By Navin Shenoy
As part of my job leading the data-centric groups at Intel, I regularly meet with customers from across many different industries. They all face unique business challenges, but they have one thing in common: the need to get more value out of enormous amounts of data.
To address this, Intel together with Alibaba*, Cisco*, Dell EMC*, Facebook*, Google*, Hewlett Packard Enterprise*, Huawei* and Microsoft* today announced the founding of a consortium to develop Compute Express Link (CXL), an open interconnect technology that improves performance and removes the bottlenecks in computation-intensive workloads for CPUs and purpose-built accelerators.
Intel developed the technology behind CXL and donated it to the consortium to become the initial release of the new specification. I am proud of the work Intel has done in developing this interconnect technology and the milestone it represents to the technology industry – much like our roles with Universal Serial Bus (USB) and PCI Express – and we look forward to working with the CXL consortium on future versions of the specification.
Why CXL is Important
The explosion of data and rapid innovation in specialized workloads – like compression, encryption and artificial intelligence (AI) – have given rise to heterogeneous computing, where purpose-built accelerators work side-by-side with general-purpose CPUs. These accelerators need a high-performance connection to the processor, and, ideally, they share a common memory space to reduce overhead and latency. CXL is a key technology that enables memory coherence between the accelerator and CPU, with very high bandwidth, and does so using well-understood infrastructure based on PCI Express Gen 5.
More specifically, CXL creates a high-speed, low latency interconnect between the CPU and workload accelerators, such as GPUs, FPGAs and networking. CXL maintains memory coherency between the devices, allowing resource sharing for higher performance, reduced software stack complexity and lower overall system cost.
While there exist other interconnect protocols, CXL is unique in delivering CPU/device memory coherence, reduced complexity on the device, and an industry-standard physical and electrical interface together in a single technology for the best plug-and-play experience.

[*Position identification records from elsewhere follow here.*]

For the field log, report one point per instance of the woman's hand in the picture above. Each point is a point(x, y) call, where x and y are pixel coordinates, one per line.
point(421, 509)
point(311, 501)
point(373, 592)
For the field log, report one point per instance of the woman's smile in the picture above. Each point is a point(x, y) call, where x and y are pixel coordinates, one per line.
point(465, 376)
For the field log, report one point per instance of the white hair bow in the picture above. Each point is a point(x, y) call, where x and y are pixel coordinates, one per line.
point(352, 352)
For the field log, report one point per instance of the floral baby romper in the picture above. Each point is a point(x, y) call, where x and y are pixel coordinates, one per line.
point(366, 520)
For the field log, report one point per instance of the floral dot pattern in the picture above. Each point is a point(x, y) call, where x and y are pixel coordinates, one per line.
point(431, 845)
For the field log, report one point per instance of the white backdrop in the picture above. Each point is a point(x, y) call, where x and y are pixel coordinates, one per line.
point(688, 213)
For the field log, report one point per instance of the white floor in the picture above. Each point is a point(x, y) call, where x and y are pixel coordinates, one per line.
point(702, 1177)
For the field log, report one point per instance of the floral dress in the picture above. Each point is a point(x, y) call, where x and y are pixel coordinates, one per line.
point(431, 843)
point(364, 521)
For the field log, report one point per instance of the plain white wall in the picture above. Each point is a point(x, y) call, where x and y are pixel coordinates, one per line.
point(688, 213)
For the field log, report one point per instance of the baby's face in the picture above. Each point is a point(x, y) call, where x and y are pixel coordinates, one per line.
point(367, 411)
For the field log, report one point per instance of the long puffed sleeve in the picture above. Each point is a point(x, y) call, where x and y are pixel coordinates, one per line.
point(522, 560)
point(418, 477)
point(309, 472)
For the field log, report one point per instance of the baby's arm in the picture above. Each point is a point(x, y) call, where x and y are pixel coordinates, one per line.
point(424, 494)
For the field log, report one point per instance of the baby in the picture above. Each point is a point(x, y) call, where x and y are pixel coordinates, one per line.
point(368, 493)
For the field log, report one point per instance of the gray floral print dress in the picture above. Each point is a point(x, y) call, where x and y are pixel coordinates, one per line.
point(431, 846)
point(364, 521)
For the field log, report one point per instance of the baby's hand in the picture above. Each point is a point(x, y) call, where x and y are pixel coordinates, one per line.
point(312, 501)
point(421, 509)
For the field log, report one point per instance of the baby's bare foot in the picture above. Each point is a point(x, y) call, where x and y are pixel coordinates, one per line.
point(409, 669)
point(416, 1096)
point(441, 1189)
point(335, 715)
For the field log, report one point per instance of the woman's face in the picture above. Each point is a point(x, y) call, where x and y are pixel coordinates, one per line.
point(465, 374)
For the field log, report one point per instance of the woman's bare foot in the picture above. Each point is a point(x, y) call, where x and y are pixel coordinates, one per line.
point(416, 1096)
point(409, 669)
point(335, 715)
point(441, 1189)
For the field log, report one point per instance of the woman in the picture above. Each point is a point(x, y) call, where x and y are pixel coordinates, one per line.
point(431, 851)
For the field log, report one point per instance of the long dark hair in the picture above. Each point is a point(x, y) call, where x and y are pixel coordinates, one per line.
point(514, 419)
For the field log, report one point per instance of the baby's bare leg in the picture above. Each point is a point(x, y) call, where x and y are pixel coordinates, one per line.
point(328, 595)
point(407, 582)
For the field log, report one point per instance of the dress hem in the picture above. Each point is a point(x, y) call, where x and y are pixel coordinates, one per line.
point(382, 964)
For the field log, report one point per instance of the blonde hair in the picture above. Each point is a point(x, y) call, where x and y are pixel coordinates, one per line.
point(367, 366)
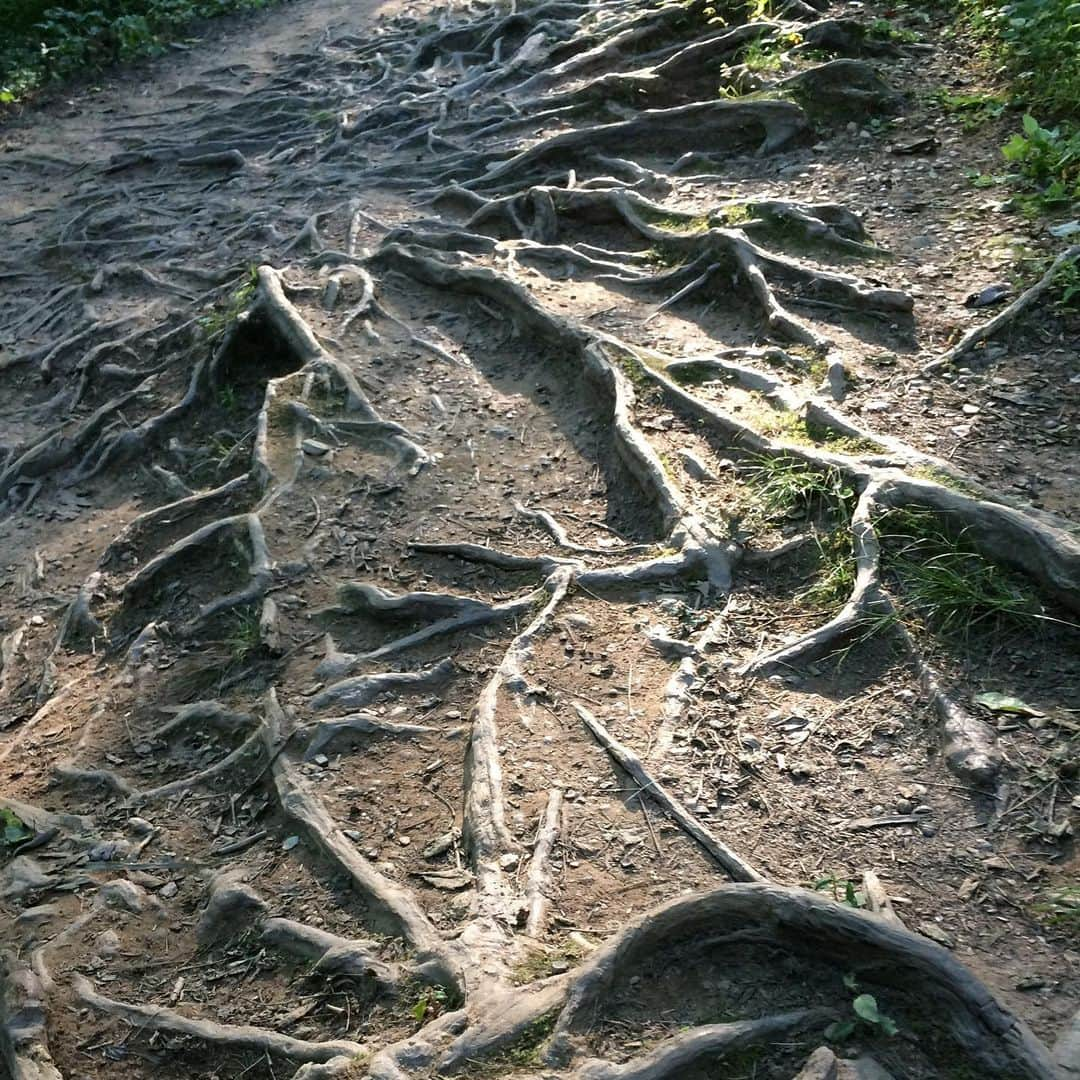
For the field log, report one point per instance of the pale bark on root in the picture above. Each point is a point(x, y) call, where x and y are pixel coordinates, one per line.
point(551, 526)
point(538, 883)
point(970, 745)
point(716, 248)
point(298, 337)
point(332, 955)
point(699, 1045)
point(491, 556)
point(1035, 542)
point(24, 1044)
point(732, 863)
point(484, 819)
point(363, 689)
point(688, 534)
point(809, 925)
point(777, 122)
point(227, 1036)
point(867, 598)
point(139, 529)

How Interconnect Fits with Our Technology Strategy
At Intel’s Architecture Day in December, we articulated our approach to drive an accelerated pace of innovation and technology leadership that is anchored across six strategic pillars: process, architecture, memory, software, security and interconnect.
Our approach is increasingly important as processing data in emerging applications requires a diverse mix of scalar, vector, matrix and spatial architectures deployed in CPU, GPU, FPGA, networking and other accelerators. CXL is a great example of an interconnect technology designed to address growing high-performance computational workloads for CPUs and purpose-built accelerators.
Emerging data-processing applications in AI, media, image and language processing, encryption and others will benefit significantly from CXL.
Developing Standards to Advance the Ecosystem
We’re no strangers to working with standards that trigger massive innovation. We believe this will be one of those moments. In fact, Intel has helped pioneer other successful standards, such as USB and PCI Express, both interconnect technologies that are critical to moving and storing data. This month, we contributed the Thunderbolt protocol to the USB Promoter Group, enabling and encouraging other chipmakers to build Thunderbolt-compatible silicon under the new USB4 specification.
As pioneers to some of the most successful protocols in computing, Intel constantly evaluates how new advancements such as CXL can benefit the entire tech ecosystem. Our experience in driving robust open ecosystems has proved to create unprecedented industry-wide innovation, resulting in broad commercial success and end-customer benefits.
It’s incredible to see the caliber of companies that came together to form the consortium for CXL. They represent the leaders in data center, communications infrastructure, and cloud computing and services – and we expect more companies to join in the coming future to contribute to the next iteration of this spec.
The first-generation specification will be available to consortium members in the first half of this year. Expect to see products that incorporate CXL technology starting in Intel’s 2021 data center platforms, including Intel® Xeon® processors, FPGAs, GPUs and SmartNICs.
Navin Shenoy is executive vice president and general manager of the Data Center Group at Intel Corporation.